Pacilitaxel induces human nasopharyngeal carcinoma cell line CNE2 apoptosis and growth inhibition by suppressing PI3K/AKT/p53 signaling pathway.
- Author:
Tao LI
- Publication Type:Journal Article
- MeSH:
Apoptosis;
Apoptosis Regulatory Proteins;
metabolism;
Carcinoma;
Cell Line, Tumor;
drug effects;
Flow Cytometry;
Humans;
Membrane Potentials;
Nasopharyngeal Carcinoma;
Nasopharyngeal Neoplasms;
metabolism;
pathology;
Paclitaxel;
pharmacology;
Phosphatidylinositol 3-Kinases;
metabolism;
Proto-Oncogene Proteins c-akt;
metabolism;
Signal Transduction;
Tumor Suppressor Protein p53;
metabolism
- From:
Journal of Clinical Otorhinolaryngology Head and Neck Surgery
2015;29(24):2147-2150
- CountryChina
- Language:Chinese
-
Abstract:
OBJECTIVE:To investigate the effect and mechanisms of the PTX on the human nasopharyngeal carcinoma cell line CNE2.

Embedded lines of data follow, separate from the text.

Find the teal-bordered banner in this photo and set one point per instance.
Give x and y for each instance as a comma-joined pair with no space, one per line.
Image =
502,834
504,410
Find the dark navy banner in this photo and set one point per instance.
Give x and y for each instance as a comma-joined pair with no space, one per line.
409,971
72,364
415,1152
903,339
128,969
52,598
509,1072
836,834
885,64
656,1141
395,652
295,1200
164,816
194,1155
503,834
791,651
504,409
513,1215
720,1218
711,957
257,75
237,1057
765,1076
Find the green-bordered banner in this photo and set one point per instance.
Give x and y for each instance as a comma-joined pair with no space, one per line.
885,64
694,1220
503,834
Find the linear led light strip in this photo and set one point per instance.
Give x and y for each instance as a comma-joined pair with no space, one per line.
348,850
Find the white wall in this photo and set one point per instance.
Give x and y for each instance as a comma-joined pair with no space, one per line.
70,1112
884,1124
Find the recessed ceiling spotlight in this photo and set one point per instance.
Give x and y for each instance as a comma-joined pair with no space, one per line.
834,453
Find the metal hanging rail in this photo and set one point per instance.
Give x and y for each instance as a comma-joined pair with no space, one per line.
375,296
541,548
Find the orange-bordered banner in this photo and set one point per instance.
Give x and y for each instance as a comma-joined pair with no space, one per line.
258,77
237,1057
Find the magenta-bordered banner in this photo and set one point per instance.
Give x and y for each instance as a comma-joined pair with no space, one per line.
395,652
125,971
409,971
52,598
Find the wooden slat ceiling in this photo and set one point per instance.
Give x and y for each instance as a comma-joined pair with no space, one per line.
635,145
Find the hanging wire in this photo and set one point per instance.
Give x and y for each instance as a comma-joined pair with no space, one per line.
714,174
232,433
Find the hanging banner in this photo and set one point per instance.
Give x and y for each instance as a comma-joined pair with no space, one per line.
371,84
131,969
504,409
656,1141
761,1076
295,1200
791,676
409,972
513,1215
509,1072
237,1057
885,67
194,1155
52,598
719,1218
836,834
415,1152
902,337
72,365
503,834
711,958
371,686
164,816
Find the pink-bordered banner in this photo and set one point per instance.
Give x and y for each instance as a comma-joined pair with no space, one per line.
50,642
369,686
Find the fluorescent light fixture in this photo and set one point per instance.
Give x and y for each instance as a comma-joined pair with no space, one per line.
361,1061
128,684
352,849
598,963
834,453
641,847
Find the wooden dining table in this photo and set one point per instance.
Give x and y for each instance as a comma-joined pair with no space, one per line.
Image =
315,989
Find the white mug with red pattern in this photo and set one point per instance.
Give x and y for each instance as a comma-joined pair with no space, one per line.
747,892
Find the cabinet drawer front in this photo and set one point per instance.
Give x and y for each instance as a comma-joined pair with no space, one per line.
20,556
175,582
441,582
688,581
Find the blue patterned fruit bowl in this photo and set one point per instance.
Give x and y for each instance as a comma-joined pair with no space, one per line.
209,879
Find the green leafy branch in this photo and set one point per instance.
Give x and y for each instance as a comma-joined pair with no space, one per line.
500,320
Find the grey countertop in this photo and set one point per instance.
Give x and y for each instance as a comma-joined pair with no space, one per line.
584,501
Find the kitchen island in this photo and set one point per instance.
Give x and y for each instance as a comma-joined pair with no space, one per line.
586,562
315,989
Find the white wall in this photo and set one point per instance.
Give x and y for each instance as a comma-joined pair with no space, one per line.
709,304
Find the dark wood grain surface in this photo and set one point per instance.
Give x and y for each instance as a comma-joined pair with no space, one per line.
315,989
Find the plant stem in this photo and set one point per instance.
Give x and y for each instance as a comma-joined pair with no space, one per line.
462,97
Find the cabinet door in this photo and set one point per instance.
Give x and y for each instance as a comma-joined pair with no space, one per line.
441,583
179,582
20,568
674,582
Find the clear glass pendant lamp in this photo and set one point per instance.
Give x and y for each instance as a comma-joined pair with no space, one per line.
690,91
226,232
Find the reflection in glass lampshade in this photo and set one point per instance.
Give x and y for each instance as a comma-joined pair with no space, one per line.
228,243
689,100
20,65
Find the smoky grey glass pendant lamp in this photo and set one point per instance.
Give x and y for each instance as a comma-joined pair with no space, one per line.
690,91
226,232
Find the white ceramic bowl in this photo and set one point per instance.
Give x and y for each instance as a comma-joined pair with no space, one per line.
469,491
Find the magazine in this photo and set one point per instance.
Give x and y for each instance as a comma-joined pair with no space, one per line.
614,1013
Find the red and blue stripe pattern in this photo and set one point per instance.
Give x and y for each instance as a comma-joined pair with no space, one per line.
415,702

METHOD:Cells from CNE2 were cultured in vitro and the cells at logarithmic growth phase were processed with different concentration of PTX (0, 5, 10, 20) mol/L for 72h. MTT was used to evaluate the proliferation and flow cytometric analysis was utilized to detect membrane potential and apoptosis of CNE2 cells. The expression of PI3K, p-AKT, AKT, p53, p21, Caspase3, Cleavage-Caspase3, PARP, Cleavage-PARP, AIF, CytC, Bcl-2 and Bax in CNE2 cells were examined by Western Blot.
RESULT:The results showed that PTX could increase the apoptosis and the expression of Caspase3, PARP, CytC, AIF and Bax and reduce the proliferation, membrane potential and the expression of PI3K, p-AKT, p53, p21, Cleavage-PARP, Cleavage-Caspase3 and Bcl-2 in CNE2 cell in a concentration-dependent manner. However, PTX had no effect on the expression of AKT.
CONCLUSION:PTX can promote apoptosis and growth inhibition of human nasopharyngeal cancer cell line CNE2 and the mechanism involves suppressing PI3K/AKT/p53 signaling pathway.